At this point in the negotiating process, it is becoming clear that there will be no substantive progress made on relaxing U.S. foreign ownership and cabotage restrictions. There is, to put it mildly, no political will in the U.S. to undertake such radical action. This leaves the EU in a tight spot since ownership and traffic rights were supposed to be central to the second stage negotiations. See [U.S./EU] Air Transport Agreement, 2007 art. 21, O.J. (L 134) 4. In 2007, Douglas Alexander, the United Kingdom's former Transport Secretary, declared that his country would withdraw traffic rights granted under the 2007 agreement if "the Americans [fail] to act in relation to stage two." See Michael Harrison & Stephen Castle, Heathrow Scramble Starts as EU Agrees to Historic "Open Skies" Deal, Independent (London), Mar. 23, 2007, at 54. (That is, if the U.S. failed to finalize a fully liberalized air services agreement with the EU.) Of course, the U.K. may be singing a different tune now that its flag carrier, British Airways, has managed to secure (tentative) antitrust immunity from the Department of Transportation to deepen its cooperation with American Airlines and Iberia as part of the oneworld Alliance. Any act of suspension from the U.K. would likely be met with termination of the alliance's immunization.
This leaves open the question about what can be achieved as part of the second stage. The U.S. has stated that it remains dissatisfied with night flight restrictions at certain Member State airports and the EU's plan to bring U.S. airlines under its emissions trading scheme starting in 2012. To make progress on those issues, the U.S. will have to bring something to the negotiating table. But what does the U.S. have left to give?
Perhaps now is not the time for either party to expect substantive concessions. That doesn't mean the negotiations have to end in failure, however. It has been suggested that one area where the two sides could lay the groundwork for future progress is by abolishing the 2007 agreement's provision for unilateral suspension of traffic rights. See Air Transport Agreement, supra, art. 21(3). Under this provision, the U.S. or any EU Member State is entitled to give notice after November of this year that it will suspend some (or all) of the traffic rights contained in the 2007 agreement. For example, the U.K. could reinstate its pre-2008 restrictions on U.S. carrier access to London Heathrow and allow only American Airlines and United access rights while the other 26 Member States continue to honor the U.S./EC air services agreement. (This is distinct from the 2007 agreement's termination provision which can only be triggered by the Member States acting in tandem. See id. art. 23.)

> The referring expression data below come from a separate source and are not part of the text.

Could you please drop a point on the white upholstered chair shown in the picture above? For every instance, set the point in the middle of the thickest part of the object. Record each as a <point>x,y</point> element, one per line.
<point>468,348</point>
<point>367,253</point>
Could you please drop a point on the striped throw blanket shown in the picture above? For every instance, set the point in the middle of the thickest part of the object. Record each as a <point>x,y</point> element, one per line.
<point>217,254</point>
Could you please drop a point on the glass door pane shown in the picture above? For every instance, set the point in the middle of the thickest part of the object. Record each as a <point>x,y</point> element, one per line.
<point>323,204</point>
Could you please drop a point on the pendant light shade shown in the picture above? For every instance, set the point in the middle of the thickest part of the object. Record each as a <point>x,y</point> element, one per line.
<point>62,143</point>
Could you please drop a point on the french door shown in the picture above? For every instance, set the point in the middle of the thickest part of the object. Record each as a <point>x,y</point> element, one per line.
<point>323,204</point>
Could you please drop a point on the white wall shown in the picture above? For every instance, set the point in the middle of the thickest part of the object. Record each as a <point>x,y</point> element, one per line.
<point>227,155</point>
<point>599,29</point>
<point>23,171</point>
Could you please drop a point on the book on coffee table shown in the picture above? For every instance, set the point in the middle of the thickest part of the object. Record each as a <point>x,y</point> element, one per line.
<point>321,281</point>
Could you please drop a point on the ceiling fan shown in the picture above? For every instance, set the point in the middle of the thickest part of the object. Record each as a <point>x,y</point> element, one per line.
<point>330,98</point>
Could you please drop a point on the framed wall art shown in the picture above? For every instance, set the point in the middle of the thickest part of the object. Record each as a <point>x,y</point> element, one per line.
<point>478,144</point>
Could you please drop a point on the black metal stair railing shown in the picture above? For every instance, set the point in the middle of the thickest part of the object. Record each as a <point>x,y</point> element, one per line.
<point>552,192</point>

Though some believe that neither party would be so foolish as to actually suspend concessions and thus instigate an aviation trade war, the very possibility of suspension creates an unnecessary air of commercial uncertainty--and even a little bit of latent hostility. Air carriers on both sides of the Atlantic have been hit hard by the global economic crisis. Many of them have made provisions for the future in order to survive, including forming cooperative joint ventures and reducing capacity in relation to expected demand in the transatlantic market. Such measures will only be effective if neither side's airlines lose traffic rights or are compelled by regulators to cease cooperating through their respective alliances. Removing the 2007 agreement's suspension clause helps ensure that the airlines' strategic planning will not be compromised by impulsiveness from either party. The agreement's aforementioned termination provision supplies both sides a way out in the remote chance their relations suffer a severe setback.
Additionally, the U.S. and EU can look to ways to strengthening the Joint Committee formed by the 2007 agreement. See Air Transport Agreement, supra, art. 18. If the world's two largest aviation powers have any hope of one day creating a truly open aviation area, they will need to be prepared to deal with a plethora of regulatory harmonization issues in areas such as antitrust, safety, security, and the environment. The U.S. and EU could begin the process of making provisions for this deep level of cooperation now so that when the liberal winds of change start blowing, they will be prepared to capitalize on an authentically open market.
These modest advances will not mark the end of U.S./EU negotiations, of course. If the suspension threat is removed, both parties can continue to strengthen their aviation ties and push for more substantive advances in the years to come. It's important to bear in mind that it took near two decades from the time when the U.S. launched its open skies aviation policy to the time it finalized a deal with the EU. Many political, legal, and economic changes had to occur first. While the airline industry may be growing impatient with the pace of liberalization, none would likely disagree that the present state of global aviation relations represents an exponential improvement over the days of managed trade and unbridled protectionism which were the hallmarks of international aeropolitics for most of the twentieth century.